Step 1

We are given that the force applied to the pipe is $F = 80\;{\rm{N}}$.

We are asked to find the moment of force about point B.

 
Step 2

The co-ordinates of points are given as:

\[\begin{array}{l} B\left( {0,400,0} \right)\;{\rm{mm}}\\ C\left( {550,400, - 200} \right)\;{\rm{mm}} \end{array}\]
 
Step 3

The position vector of point B can be given as:

\[{\vec r_B} = \left( {0\hat i + 400\hat j + 0\hat k} \right)\;{\rm{mm}}\]

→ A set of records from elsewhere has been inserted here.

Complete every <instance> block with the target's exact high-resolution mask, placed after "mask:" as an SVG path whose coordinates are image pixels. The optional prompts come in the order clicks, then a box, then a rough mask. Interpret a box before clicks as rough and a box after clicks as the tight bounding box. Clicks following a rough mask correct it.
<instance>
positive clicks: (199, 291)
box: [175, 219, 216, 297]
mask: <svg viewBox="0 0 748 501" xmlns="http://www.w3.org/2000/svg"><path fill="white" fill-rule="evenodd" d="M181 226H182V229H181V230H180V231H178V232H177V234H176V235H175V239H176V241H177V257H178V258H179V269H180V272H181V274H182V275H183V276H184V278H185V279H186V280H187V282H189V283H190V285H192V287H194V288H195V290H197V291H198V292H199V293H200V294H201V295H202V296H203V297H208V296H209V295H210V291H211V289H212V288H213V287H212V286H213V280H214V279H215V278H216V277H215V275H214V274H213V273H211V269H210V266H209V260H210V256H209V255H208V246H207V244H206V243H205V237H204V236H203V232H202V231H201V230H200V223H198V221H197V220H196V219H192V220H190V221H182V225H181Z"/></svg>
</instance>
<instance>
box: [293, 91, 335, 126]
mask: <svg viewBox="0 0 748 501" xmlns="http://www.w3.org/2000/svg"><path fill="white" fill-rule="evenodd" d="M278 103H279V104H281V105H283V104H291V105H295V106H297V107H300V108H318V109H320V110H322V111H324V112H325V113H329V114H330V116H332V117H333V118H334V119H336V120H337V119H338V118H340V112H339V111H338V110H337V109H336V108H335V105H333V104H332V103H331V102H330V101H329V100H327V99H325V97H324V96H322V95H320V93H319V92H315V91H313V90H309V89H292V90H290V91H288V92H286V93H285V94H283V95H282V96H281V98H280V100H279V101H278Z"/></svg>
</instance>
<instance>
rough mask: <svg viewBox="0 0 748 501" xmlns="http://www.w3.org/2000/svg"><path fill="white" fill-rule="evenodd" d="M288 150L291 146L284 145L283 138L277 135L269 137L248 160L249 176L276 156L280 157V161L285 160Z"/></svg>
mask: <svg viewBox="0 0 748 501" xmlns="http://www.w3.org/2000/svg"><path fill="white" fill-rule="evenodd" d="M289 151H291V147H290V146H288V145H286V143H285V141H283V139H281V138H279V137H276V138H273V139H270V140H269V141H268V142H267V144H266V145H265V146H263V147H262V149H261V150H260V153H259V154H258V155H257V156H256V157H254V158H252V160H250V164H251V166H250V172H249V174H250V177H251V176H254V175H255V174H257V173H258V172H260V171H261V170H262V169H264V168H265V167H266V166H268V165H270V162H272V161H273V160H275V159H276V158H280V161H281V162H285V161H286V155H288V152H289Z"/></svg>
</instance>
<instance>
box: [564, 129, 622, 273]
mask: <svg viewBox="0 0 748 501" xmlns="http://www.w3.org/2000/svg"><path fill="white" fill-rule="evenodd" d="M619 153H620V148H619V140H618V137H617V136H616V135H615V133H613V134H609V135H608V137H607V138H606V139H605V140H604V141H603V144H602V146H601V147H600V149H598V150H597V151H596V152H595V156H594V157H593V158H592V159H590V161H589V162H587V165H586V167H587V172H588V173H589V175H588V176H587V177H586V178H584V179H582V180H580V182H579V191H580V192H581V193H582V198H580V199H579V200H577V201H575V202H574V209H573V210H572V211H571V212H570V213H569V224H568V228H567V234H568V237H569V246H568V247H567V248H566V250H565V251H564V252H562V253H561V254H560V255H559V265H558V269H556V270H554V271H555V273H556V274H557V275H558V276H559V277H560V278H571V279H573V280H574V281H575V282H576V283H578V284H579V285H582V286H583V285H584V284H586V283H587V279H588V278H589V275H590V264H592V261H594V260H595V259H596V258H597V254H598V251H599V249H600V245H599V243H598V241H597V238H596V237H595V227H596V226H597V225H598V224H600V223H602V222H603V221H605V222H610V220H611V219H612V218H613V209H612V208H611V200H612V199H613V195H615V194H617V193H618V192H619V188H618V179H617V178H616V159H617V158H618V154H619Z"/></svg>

The position vector of point C can be given as:

\[{\vec r_C} = \left( {550\hat i + 400\hat j - 200\hat k} \right)\;{\rm{mm}}\]
 
Step 4

The position vector of point B relative to point C is calculated as:

\[{\vec r_{BC}} = {\vec r_C} - {\vec r_B}\]
 
Step 5

Substitute the known values in the equation:

\[\begin{array}{c} {{\vec r}_{BC}} = \left( {550\hat i + 400\hat j - 200\hat k} \right)\;{\rm{mm}} - \left( {0\hat i + 400\hat j + 0\hat k} \right)\;{\rm{mm}}\\ = \left( {\left( {550\hat i + 0\hat j - 200\hat k} \right)\;{\rm{mm}}} \right)\left( {\frac{{{{10}^{ - 3}}\;{\rm{m}}}}{{1\;{\rm{mm}}}}} \right)\\ = \left( {0.55\hat i - 0.20\hat k} \right)\;{\rm{m}} \end{array}\]
 
Step 6

The force vector applied at pipe is expressed as:

\[\vec F = F\left( {\left( {\cos 30^\circ \sin 40^\circ } \right)\hat i + \left( {\cos 30^\circ \cos 40^\circ } \right)\hat j + \left( { - \sin 30^\circ } \right)\hat k} \right)\]
 
Step 7

Substitute the known value in the equation:

\[\begin{array}{c} \vec F = \left( {80\;{\rm{N}}} \right)\left( {\left( {0.866} \right)\left( {0.643} \right)\hat i + \left( {0.866} \right)\left( {0.766} \right)\hat j - \left( {0.5} \right)\hat k} \right)\\ = \left( {80\;{\rm{N}}} \right)\left( {0.557\hat i + 0.663\hat j - 0.5\hat k} \right)\\ = \left( {44.56\hat i + 53.04\hat j - 40.0\hat k} \right)\;{\rm{N}} \end{array}\]
 
Step 8

To calculate the moment of force about point B we use the formula:

\[\vec M = {\vec r_{BC}} \times \vec F\]
 
Step 9

Substitute the known values in the formula:

\[\begin{array}{c} M = \left( {0.55\hat i - 0.2\hat k} \right)\;{\rm{m}} \times \left( {44.56\hat i + 53.04\hat j - 40.0\hat k} \right)\;{\rm{N}}\\ {\rm{ = }}\left( {\begin{array}{*{20}{c}} {\hat i}&{\hat j}&{\hat k}\\ {0.55}&0&{ - 0.2}\\ {44.56}&{53.04}&{ - 40.0} \end{array}} \right)\;{\rm{N}} \cdot {\rm{m}}\\ = \left\{ \begin{array}{c} \hat i\left( {\left( 0 \right)\left( { - 40.0} \right) - \left( { - 0.2} \right)\left( {53.04} \right)} \right) - \\ \hat j\left( {\left( {0.55} \right)\left( { - 40.0} \right) - \left( { - 0.2} \right)\left( {44.56} \right)} \right) + \\ \hat k\left( {\left( {0.55} \right)\left( {53.04} \right) - \left( 0 \right)\left( {44.56} \right)} \right) \end{array} \right\}\;{\rm{N}} \cdot {\rm{m}}\\ {\rm{ = }}\left( {10.6\hat i + 13.1\hat j + 29.2\hat k} \right)\;{\rm{N}} \cdot {\rm{m}} \end{array}\]